ULY Form 3: Principal Accounting Officer Discloses Shares and Vested Option
Rhea-AI Filing Summary
Andrea Makkai filed an Initial Statement of Beneficial Ownership on behalf of herself as an officer of Urgent.ly Inc. (ULY) for the event dated 08/05/2025. The filing reports 12,218 shares of common stock held directly and an employee stock option exercisable for 5 shares of common stock with a stated exercise price of $1,490.4, exercisable beginning 05/17/2031. The form notes the option shares are fully vested and immediately exercisable. The filing was signed by Matthew Booth by power of attorney on 09/09/2025 and includes Exhibit 24 (Power of Attorney).
Positive
- Officer disclosure provided for transparency: initial Form 3 filed for Andrea Makkai as Principal Accounting Officer
- Direct ownership of 12,218 shares reported, giving investors clarity on insider holdings
- Employee option shares are fully vested and immediately exercisable, as explicitly stated
Negative
- None.
Insights
TL;DR: Officer ownership disclosed: direct holding of 12,218 shares and a small vested option; no immediate dilution or major transaction disclosed.
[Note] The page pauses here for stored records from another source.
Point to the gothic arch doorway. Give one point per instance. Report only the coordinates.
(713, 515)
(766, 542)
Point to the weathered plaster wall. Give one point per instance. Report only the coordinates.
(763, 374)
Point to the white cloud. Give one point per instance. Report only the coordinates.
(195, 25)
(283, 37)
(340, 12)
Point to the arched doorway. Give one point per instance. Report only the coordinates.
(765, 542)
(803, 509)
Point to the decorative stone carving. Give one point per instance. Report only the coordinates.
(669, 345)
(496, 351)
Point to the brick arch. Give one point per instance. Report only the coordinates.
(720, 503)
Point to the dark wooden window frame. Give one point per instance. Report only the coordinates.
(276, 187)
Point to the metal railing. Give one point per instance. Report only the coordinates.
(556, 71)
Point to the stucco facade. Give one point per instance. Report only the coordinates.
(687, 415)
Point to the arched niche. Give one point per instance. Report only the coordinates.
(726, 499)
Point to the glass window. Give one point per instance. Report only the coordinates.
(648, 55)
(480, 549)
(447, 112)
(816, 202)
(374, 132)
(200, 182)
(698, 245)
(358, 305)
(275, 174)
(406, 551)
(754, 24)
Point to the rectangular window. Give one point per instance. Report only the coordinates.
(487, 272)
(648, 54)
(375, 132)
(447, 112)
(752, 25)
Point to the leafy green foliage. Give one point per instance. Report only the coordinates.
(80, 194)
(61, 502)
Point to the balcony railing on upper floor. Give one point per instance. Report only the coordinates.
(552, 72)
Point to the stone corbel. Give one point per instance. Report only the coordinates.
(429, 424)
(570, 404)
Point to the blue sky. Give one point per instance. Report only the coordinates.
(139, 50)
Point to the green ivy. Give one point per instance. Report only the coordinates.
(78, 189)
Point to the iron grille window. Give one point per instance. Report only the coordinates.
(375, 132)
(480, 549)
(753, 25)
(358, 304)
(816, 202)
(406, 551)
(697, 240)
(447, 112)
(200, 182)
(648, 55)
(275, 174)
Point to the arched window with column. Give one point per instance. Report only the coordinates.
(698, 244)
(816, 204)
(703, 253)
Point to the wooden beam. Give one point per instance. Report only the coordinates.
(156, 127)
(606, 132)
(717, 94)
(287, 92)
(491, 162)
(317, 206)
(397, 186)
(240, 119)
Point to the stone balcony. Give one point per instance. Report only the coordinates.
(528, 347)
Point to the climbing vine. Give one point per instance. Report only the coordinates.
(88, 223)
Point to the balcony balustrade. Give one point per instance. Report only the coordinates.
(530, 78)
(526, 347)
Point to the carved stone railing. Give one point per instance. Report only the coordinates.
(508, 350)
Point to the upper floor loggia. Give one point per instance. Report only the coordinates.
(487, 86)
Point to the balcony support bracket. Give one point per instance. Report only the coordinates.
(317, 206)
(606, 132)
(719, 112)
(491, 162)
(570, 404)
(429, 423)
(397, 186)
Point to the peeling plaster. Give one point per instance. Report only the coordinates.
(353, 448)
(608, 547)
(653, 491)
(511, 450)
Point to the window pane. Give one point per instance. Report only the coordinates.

The Form 3 documents initial beneficial ownership by the company's Principal Accounting Officer, reporting 12,218 shares directly owned and an employee stock option covering 5 shares with an exercise price of $1,490.4. The option is described as fully vested and exercisable. This is a routine Section 16 filing to establish baseline disclosure; it does not report purchases, sales, or derivative exercises that would alter outstanding share counts. For investors, the filing primarily provides transparency on insider holdings but does not by itself change company financials or capital structure.
TL;DR: Routine governance disclosure establishing an officer's baseline equity stake; signed under power of attorney.
The disclosure identifies Andrea Makkai as an officer (Principal Accounting Officer) and reports her direct ownership position. The inclusion of Exhibit 24 indicates power-of-attorney handling for the filing signature, which is standard. There are no flagged transactions, forfeitures, or derivative expirations beyond a long‑dated exercisable option. From a governance perspective, this Form 3 fulfills Section 16 initial reporting requirements and offers no evidence of unusual insider activity.